Step 3: Prepare the Pickling Mixture
Next, combine your ingredients. In a large, non-reactive (ideally enamel or stainless steel) pot, combine the vinegar, salt, and sugar. Then, add the mustard seed, celery seed, and red pepper flakes.
Over medium-high heat, stir until the sugar and salt have dissolved. Bring the mixture to a boil, then simmer for a few more minutes to blend the flavors.
Step 4: Prepare the Onions
Peel your onions and, using a sharp knife or mandolin, slice them as thinly as possible. The thinner the slice, the quicker the pickling time and the better the texture.
To soften the pungency of the onions, cover the onions with boiling water for about five seconds, then immediately strain.
Step 5: Combine and Fill the Jars
Place the onions in the hot pickling mixture for a few minutes until they just begin to soften. Do not overcook – the onions should stay crisp.
Using tongs, transfer the onions and to your prepared jars, leaving about 1 inch of headspace. Pour the pickling mixture on top of the onions, leaving about an inch of headspace.
Step 6: Preserve
With a clean, damp cloth, wipe the jar rims to remove any residue that could prevent a good seal.

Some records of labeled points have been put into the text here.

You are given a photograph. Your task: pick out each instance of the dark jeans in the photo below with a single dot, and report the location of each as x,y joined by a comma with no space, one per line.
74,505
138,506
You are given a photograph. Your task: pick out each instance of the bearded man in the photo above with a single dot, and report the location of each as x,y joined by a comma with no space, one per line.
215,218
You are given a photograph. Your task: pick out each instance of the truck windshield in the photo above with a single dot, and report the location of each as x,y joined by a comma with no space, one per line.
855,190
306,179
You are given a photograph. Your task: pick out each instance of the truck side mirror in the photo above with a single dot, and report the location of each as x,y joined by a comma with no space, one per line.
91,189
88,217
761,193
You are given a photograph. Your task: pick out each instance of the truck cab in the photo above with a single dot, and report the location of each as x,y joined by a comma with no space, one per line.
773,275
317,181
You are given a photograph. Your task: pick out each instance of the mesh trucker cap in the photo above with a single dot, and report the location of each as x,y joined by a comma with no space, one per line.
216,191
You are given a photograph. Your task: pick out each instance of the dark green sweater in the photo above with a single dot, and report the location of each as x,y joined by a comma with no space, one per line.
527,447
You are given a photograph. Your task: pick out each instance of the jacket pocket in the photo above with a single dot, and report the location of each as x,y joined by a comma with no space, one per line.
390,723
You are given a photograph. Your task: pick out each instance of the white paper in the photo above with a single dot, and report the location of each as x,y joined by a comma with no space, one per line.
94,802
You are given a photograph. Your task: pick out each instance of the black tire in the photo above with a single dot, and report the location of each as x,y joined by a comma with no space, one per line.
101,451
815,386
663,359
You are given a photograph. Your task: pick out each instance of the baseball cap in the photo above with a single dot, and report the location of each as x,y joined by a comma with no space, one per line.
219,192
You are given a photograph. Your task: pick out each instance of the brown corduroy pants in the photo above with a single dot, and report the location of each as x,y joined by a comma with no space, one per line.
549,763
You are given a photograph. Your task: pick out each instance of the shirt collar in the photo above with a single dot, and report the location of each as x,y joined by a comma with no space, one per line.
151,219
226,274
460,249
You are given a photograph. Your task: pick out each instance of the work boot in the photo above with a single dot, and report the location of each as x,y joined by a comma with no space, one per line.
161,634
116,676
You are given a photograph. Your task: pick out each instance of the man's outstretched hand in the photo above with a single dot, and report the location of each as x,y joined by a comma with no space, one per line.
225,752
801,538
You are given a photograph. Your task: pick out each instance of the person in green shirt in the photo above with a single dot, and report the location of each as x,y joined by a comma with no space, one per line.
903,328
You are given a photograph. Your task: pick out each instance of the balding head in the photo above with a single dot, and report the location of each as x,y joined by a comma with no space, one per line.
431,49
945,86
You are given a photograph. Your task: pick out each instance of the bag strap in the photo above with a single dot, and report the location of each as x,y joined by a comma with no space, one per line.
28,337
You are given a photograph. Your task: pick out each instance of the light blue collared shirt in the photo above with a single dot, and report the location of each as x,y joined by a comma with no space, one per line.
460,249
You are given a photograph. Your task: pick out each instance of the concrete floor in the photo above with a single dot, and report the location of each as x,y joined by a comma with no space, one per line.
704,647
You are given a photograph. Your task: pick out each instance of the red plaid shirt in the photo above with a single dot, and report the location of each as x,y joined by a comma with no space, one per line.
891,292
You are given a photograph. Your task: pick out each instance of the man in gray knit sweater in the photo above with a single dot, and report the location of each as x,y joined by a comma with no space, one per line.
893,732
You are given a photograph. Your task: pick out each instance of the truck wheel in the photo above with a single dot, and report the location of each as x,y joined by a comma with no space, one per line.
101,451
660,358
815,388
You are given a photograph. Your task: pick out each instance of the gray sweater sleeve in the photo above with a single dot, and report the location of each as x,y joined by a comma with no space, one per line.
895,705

Place the lids on the jars, then screw the bands on fingertip-tight. This means you should screw them on until you meet resistance, then give a quarter-turn more.

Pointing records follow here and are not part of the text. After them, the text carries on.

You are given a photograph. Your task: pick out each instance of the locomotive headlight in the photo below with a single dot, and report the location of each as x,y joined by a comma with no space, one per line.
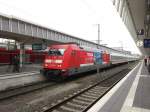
58,61
48,61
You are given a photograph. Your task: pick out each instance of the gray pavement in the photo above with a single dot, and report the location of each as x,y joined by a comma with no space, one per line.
132,94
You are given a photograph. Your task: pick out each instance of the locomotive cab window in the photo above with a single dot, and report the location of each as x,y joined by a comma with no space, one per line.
73,53
56,52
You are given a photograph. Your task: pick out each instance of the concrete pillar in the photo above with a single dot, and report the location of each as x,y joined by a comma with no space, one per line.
22,54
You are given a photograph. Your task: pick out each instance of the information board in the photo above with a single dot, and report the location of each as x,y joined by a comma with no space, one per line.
37,46
146,43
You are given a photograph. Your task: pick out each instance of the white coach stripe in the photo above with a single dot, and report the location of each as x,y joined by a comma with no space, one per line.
106,97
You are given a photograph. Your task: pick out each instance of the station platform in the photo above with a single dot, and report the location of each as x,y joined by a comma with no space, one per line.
131,94
6,69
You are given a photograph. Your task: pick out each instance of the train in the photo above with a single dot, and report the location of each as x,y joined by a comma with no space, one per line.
30,56
63,60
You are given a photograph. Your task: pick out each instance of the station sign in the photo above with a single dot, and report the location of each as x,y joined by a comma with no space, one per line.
38,46
146,43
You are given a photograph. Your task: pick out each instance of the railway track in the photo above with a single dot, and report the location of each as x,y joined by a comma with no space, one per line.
83,99
12,92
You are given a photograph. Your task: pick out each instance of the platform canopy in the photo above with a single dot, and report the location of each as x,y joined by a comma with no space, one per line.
136,16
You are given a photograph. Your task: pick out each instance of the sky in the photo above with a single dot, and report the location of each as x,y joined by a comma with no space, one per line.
75,17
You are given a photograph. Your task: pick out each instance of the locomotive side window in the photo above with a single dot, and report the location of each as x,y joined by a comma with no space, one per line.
56,52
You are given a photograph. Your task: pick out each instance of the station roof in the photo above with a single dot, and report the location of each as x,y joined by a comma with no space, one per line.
136,16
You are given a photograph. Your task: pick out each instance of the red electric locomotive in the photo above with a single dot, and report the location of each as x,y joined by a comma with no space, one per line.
68,59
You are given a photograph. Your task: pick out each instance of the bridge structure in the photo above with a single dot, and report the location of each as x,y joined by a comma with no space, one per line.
26,32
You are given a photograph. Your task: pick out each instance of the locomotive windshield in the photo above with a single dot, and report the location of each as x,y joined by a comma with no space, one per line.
56,52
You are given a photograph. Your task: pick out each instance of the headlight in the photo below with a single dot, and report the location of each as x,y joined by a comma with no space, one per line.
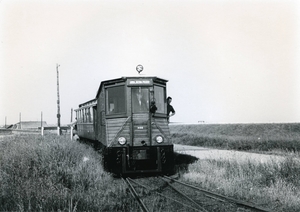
122,140
159,139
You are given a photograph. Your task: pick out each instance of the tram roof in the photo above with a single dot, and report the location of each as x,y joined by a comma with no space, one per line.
124,79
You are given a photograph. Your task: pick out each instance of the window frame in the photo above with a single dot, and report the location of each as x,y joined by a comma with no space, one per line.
164,113
115,115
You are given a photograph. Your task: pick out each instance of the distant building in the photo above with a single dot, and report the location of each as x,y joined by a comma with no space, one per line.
27,125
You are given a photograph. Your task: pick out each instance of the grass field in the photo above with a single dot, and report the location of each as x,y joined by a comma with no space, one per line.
274,185
247,137
52,173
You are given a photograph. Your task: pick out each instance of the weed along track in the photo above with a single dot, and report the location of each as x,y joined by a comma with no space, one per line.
165,193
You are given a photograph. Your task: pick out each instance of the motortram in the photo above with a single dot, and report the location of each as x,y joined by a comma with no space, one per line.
128,120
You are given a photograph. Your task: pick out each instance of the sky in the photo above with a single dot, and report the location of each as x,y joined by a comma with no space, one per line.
226,61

Submerge your jars in the canning pot, ensuring they are covered with at least an inch of water. Bring to a rolling boil and process for 10 minutes.
Step 7: Store
Once the processing time is over, remove the jars from the canner and let them cool for 12-24 hours. Check the seals by pressing on the center of the lid. A good seal will not flex.

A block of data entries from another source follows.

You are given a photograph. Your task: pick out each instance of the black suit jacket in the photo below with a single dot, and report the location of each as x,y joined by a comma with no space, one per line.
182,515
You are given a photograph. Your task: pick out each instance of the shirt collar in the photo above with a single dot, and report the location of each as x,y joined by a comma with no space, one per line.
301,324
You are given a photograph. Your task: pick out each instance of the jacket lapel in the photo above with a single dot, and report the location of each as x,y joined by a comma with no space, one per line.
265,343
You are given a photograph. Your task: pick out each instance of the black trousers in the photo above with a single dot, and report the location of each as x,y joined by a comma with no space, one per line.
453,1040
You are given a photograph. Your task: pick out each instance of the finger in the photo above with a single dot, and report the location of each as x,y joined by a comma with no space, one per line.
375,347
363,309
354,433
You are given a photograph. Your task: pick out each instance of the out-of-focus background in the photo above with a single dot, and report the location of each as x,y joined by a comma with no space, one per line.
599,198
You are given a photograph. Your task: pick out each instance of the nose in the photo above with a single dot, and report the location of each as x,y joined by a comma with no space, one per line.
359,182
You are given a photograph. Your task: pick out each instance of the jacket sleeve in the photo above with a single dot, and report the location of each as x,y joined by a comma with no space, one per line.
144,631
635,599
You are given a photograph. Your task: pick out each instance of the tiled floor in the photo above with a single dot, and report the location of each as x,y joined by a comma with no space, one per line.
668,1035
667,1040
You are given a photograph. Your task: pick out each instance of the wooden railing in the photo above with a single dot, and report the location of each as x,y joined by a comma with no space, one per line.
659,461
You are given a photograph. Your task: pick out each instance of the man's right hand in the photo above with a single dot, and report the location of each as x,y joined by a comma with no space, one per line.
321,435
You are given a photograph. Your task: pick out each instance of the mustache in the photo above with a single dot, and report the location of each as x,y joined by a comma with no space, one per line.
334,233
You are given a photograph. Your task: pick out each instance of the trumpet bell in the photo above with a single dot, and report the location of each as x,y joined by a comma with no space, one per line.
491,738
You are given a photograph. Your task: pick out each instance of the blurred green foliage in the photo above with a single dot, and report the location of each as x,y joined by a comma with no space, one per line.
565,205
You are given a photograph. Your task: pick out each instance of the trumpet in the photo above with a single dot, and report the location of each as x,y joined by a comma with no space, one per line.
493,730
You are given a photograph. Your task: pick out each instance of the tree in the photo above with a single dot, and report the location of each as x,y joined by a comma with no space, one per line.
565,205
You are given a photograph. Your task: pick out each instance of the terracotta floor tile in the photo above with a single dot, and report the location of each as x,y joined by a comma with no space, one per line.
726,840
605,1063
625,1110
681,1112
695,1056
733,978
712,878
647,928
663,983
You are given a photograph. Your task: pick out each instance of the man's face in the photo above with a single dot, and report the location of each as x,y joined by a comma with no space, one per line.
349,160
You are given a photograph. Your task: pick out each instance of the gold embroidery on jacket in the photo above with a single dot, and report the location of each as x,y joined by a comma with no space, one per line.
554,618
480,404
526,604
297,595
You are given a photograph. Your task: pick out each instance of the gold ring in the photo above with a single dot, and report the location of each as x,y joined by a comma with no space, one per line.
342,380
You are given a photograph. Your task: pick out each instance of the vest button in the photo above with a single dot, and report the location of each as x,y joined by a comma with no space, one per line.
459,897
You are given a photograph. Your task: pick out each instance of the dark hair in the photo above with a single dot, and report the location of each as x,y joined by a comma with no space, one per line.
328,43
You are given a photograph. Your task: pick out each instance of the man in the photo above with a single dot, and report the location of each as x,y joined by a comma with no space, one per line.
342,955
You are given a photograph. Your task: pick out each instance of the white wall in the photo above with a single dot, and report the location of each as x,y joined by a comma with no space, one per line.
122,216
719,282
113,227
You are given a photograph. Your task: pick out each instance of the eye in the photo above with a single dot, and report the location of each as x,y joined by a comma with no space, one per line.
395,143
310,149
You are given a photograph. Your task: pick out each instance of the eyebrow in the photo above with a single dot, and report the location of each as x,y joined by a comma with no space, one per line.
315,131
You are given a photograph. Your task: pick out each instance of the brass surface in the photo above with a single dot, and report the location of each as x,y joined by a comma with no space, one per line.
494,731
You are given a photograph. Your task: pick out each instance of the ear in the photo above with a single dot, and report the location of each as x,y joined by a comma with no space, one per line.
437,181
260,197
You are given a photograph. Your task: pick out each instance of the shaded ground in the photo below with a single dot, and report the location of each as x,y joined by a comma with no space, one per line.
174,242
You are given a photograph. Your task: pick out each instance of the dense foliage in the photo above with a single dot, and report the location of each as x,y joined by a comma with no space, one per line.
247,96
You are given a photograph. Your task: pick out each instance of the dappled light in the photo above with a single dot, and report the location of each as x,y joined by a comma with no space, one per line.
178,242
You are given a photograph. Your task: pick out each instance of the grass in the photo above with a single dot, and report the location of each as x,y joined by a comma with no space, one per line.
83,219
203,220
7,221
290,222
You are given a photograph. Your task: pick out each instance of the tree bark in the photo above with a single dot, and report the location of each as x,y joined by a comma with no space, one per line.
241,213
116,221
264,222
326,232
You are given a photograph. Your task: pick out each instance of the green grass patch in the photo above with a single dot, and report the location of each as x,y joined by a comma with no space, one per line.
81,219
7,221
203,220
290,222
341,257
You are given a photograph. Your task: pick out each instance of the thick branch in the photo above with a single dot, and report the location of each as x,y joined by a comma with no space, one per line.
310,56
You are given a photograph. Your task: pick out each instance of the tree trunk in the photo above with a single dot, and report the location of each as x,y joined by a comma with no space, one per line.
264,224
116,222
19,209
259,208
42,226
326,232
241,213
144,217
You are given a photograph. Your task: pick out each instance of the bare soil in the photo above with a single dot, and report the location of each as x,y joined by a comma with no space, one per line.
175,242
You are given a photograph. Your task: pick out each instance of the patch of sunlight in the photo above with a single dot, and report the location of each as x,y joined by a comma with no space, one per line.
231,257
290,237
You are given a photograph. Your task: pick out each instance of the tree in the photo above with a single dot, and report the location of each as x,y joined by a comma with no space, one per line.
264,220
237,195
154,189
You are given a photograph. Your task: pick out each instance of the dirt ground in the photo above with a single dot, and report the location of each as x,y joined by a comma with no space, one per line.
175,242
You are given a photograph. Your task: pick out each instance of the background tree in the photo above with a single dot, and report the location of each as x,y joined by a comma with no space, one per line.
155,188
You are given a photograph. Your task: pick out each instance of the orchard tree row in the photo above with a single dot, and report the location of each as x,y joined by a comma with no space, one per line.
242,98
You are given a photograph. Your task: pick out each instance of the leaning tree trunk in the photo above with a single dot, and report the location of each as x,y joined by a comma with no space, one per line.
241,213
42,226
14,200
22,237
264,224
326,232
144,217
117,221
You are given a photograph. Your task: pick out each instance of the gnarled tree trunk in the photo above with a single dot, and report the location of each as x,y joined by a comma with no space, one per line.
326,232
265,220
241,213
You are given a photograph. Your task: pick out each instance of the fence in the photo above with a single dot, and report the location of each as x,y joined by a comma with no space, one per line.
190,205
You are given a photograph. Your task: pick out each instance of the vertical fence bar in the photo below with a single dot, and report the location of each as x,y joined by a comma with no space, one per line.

Once the jars are finally cool, remove the screw bands, clean the jars, label them with the content and date, and store them in a cool, dark place.
Tips for Making Pickled Onions
Before you dig out your canning gear, here are a few more quick tips for making pickled onions you might like to know about.
Start With Good-Looking Onions
The quality of your onions will determine the quality of your pickled onions. Look for onions with tight, dry skins and avoid any that feel soft or have blemishes. In general, you’ll need about one pound of onions per pint jar, but this can vary depending on the type of onion.
Choose the Right Kind of Vinegar
Choose a high-quality vinegar with at least 5% acidity. The most common choices are apple cider vinegar, red wine vinegar, and white vinegar, each providing a distinct flavor profile to your pickled onions.
Just make sure you select a vinegar that you enjoy. This will be one of the strongest flavors in the pickling liquid. I like apple cider vinegar for its additional health benefits and its reddish color, but many other people prefer red wine vinegar because it imparts an even richer hue. The choice is yours!
Slice the Onions as Thin As Possible
Uniform, thin slices will pickle more evenly and quickly than thicker ones. A mandolin can be your best friend for this task!
Can You Pressure Can These Pickled Onions Instead?
Pressure canning pickled onions is indeed an option, although it’s worth noting that water bath canning is generally the recommended route for pickled onions. It just helps them retain their desired texture and flavor a bit better.
Pressure canning may lead to a softer, potentially soggy consistency due to the increased temperature and pressure.
Try This as a Refrigerator Recipe Instead of Canning, Too
While home canning offers the advantage of long-term storage, a simple refrigerator pickling recipe can be ready to eat in a day or two. You’d simply store the finished product in the refrigerator and consume within a few weeks rather than proceeding with step number six in the instructions above.
How Long Will Pickled Onions Last?
When stored properly – out of direct sunlight, in a cool location – pickled onions can last for a year or more. Once the jar is opened, make sure you stash it in the refrigerator and use it within a month for the best quality onions.
Final Thoughts
Feeling hungry yet?
With this guide to making and canning pickled onions, you now have everything you need to embark on the pickling process safely. Your journey might start with the humbled pickled onion, but with this knowledge, you may feel brave enough to try some other pickled creations as well (pickled carrots, anyone?).
Grab your apron and get started today!